Installation
The package is published to npm as cognisafe. It ships with full TypeScript types — no @types/ package needed.
TypeScript support
The SDK is written in TypeScript and exports proper type definitions. It works with both import (ESM) and require (CJS):
// ESM / TypeScript
import cognisafe from 'cognisafe';
// CommonJS
const cognisafe = require('cognisafe');
Configuration
Call cognisafe.configure() once at startup, before any LLM calls:
import cognisafe from 'cognisafe';
cognisafe.configure({
apiKey: 'csk_your_key_here', // or reads COGNISAFE_API_KEY
projectId: 'my-app', // or reads COGNISAFE_PROJECT_ID
proxyUrl: 'http://localhost:8080', // default; omit for cloud
apiUrl: 'http://localhost:8000', // default; omit for cloud
});
Configuration options
| Option | Type | Required | Default | Description |
|---|
apiKey | string | Yes* | COGNISAFE_API_KEY | Your project API key (csk_...) |
projectId | string | Yes* | COGNISAFE_PROJECT_ID | Project identifier for grouping requests |
proxyUrl | string | No | http://localhost:8080 | Cognisafe Go proxy URL |
apiUrl | string | No | http://localhost:8000 | Cognisafe FastAPI backend URL |
* Required if the corresponding environment variable is not set.
Patching providers
OpenAI
import cognisafe from 'cognisafe';
import OpenAI from 'openai';
cognisafe.configure({ apiKey: 'csk_...', projectId: 'my-app' });
cognisafe.patchOpenAI();
const client = new OpenAI(); // baseURL is now the Cognisafe proxy
const response = await client.chat.completions.create({
model: 'gpt-4o',
messages: [{ role: 'user', content: 'Hello, world!' }],
});
console.log(response.choices[0].message.content);
patchOpenAI() sets the baseURL on the default OpenAI client to the Cognisafe proxy.

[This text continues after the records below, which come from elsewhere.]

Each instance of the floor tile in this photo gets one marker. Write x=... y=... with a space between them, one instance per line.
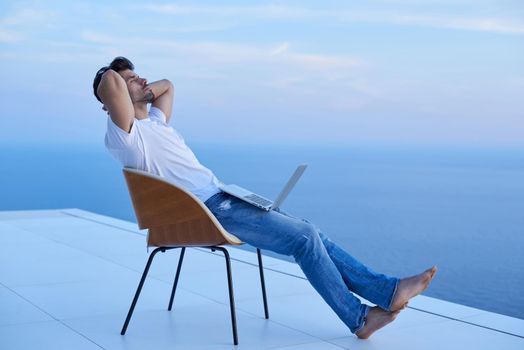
x=191 y=327
x=15 y=310
x=43 y=335
x=501 y=322
x=448 y=335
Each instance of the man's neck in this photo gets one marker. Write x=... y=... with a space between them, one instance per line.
x=140 y=110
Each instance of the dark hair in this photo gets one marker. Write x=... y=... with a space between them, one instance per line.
x=118 y=64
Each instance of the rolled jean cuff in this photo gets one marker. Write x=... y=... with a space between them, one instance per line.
x=397 y=281
x=362 y=319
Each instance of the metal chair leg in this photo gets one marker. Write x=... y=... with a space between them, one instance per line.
x=175 y=283
x=231 y=297
x=139 y=289
x=263 y=283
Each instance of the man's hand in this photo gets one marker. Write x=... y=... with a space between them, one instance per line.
x=162 y=92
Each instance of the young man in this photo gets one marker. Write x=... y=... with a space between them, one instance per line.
x=143 y=139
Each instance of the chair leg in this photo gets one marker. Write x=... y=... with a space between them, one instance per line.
x=231 y=297
x=175 y=283
x=263 y=283
x=139 y=289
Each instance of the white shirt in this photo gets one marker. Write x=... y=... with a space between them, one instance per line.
x=154 y=146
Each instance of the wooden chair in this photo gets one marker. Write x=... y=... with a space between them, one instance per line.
x=175 y=218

The proxy forwards to https://api.openai.com and logs every call asynchronously.
Anthropic
import cognisafe from 'cognisafe';
import Anthropic from '@anthropic-ai/sdk';
cognisafe.configure({ apiKey: 'csk_...', projectId: 'my-app' });
cognisafe.patchAnthropic();
const client = new Anthropic();
const message = await client.messages.create({
model: 'claude-opus-4-5',
max_tokens: 1024,
messages: [{ role: 'user', content: 'Hello.' }],
});
console.log(message.content[0].text);
Anthropic uses direct mode — the SDK wraps messages.create and ships payloads to the backend after the response is returned to your code.
The trace wrapper
For custom LLM endpoints or any call not covered by a patch method:
import cognisafe from 'cognisafe';
const callMyModel = cognisafe.trace(
async (prompt: string): Promise<string> => {
const response = await fetch('https://internal.example.com/v1/chat', {
method: 'POST',
headers: { 'Content-Type': 'application/json' },
body: JSON.stringify({ messages: [{ role: 'user', content: prompt }] }),
});
const data = await response.json();
return data.choices[0].message.content;
},
{ model: 'my-internal-model' }
);
const result = await callMyModel('Summarise this text.');
trace returns a wrapped version of your function. The wrapper captures inputs and outputs and sends them to /internal/log after the function resolves — your code is not blocked.
The Node SDK is published under the same package name (cognisafe) as the Python SDK but is a completely separate implementation. Install via npm install cognisafe, not pip.